A question about backward propagation speed in cpp extension in tutorial

hello, everyone. I have a question about backward propagation speed in writing cpp extension.

I download the source code of “Custom C++ and CUDA extensions” in PyTorch Tutorial, which is at https://github.com/pytorch/extension-cpp .

when I ran benchmark.py, I found that the backward propagation time in cpp is much longer than that in python. I really do not know why this happen.

The result is listed as below. And I use the original code in extension-cpp repo.

(base) wmf997@wmf997-E743-Q7C08:~/extension-cpp-master$ python benchmark.py py
Forward: 246.525/250.680 us | Backward 365.973/376.601 us
(base) wmf997@wmf997-E743-Q7C08:~/extension-cpp-master$ python benchmark.py cpp
Forward: 178.099/180.986 us | Backward 536.442/549.297 us

I ran 10000 times, and the result is listed as below. (the result above ran 100 times)

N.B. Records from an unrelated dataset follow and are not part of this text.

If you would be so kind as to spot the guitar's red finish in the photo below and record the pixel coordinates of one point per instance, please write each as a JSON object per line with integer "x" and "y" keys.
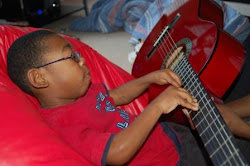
{"x": 215, "y": 56}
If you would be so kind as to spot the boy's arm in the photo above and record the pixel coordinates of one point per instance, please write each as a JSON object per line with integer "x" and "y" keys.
{"x": 127, "y": 92}
{"x": 126, "y": 143}
{"x": 236, "y": 125}
{"x": 233, "y": 112}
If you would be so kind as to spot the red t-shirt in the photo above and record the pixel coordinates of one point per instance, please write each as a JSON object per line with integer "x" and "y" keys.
{"x": 88, "y": 125}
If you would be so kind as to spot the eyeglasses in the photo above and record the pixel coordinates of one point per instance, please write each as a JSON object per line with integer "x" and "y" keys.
{"x": 74, "y": 56}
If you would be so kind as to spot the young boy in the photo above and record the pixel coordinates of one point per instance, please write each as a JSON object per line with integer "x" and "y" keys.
{"x": 45, "y": 65}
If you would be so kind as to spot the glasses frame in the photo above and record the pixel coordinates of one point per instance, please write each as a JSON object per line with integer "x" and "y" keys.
{"x": 75, "y": 56}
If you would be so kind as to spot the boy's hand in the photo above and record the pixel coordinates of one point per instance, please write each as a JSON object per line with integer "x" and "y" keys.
{"x": 170, "y": 98}
{"x": 166, "y": 76}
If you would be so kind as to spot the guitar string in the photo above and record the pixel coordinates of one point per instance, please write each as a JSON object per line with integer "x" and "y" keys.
{"x": 163, "y": 50}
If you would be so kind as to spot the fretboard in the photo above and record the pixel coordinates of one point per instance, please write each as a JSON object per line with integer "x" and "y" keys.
{"x": 211, "y": 127}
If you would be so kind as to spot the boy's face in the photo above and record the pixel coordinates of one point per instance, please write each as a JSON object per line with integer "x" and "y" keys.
{"x": 68, "y": 79}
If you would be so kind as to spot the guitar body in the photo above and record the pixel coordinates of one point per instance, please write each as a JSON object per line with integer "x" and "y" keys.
{"x": 216, "y": 57}
{"x": 208, "y": 61}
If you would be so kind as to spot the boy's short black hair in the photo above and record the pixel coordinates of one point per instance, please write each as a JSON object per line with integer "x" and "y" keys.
{"x": 26, "y": 53}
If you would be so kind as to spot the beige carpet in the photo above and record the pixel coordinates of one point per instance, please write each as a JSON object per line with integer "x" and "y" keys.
{"x": 114, "y": 46}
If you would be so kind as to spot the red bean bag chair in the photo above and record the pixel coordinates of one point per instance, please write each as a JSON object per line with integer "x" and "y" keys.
{"x": 25, "y": 139}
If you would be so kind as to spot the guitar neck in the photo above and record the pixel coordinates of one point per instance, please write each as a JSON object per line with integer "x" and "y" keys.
{"x": 212, "y": 129}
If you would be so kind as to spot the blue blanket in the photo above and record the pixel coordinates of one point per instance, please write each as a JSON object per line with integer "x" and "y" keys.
{"x": 138, "y": 17}
{"x": 112, "y": 15}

(base) wmf997@wmf997-E743-Q7C08:~/extension-cpp-master$ python benchmark.py --runs 10000 py
Forward: 245.571/334.904 us | Backward 363.827/486.081 us
(base) wmf997@wmf997-E743-Q7C08:~/extension-cpp-master$ python benchmark.py --runs 10000 cpp 
Forward: 177.860/290.786 us | Backward 537.395/834.295 us

I run my code on Kubuntu 20.04, with Python 3.8.5(Anaconda), and PyTorch 1.7.0+cpu is installed via pip. The CPU is intel core i7-3540m.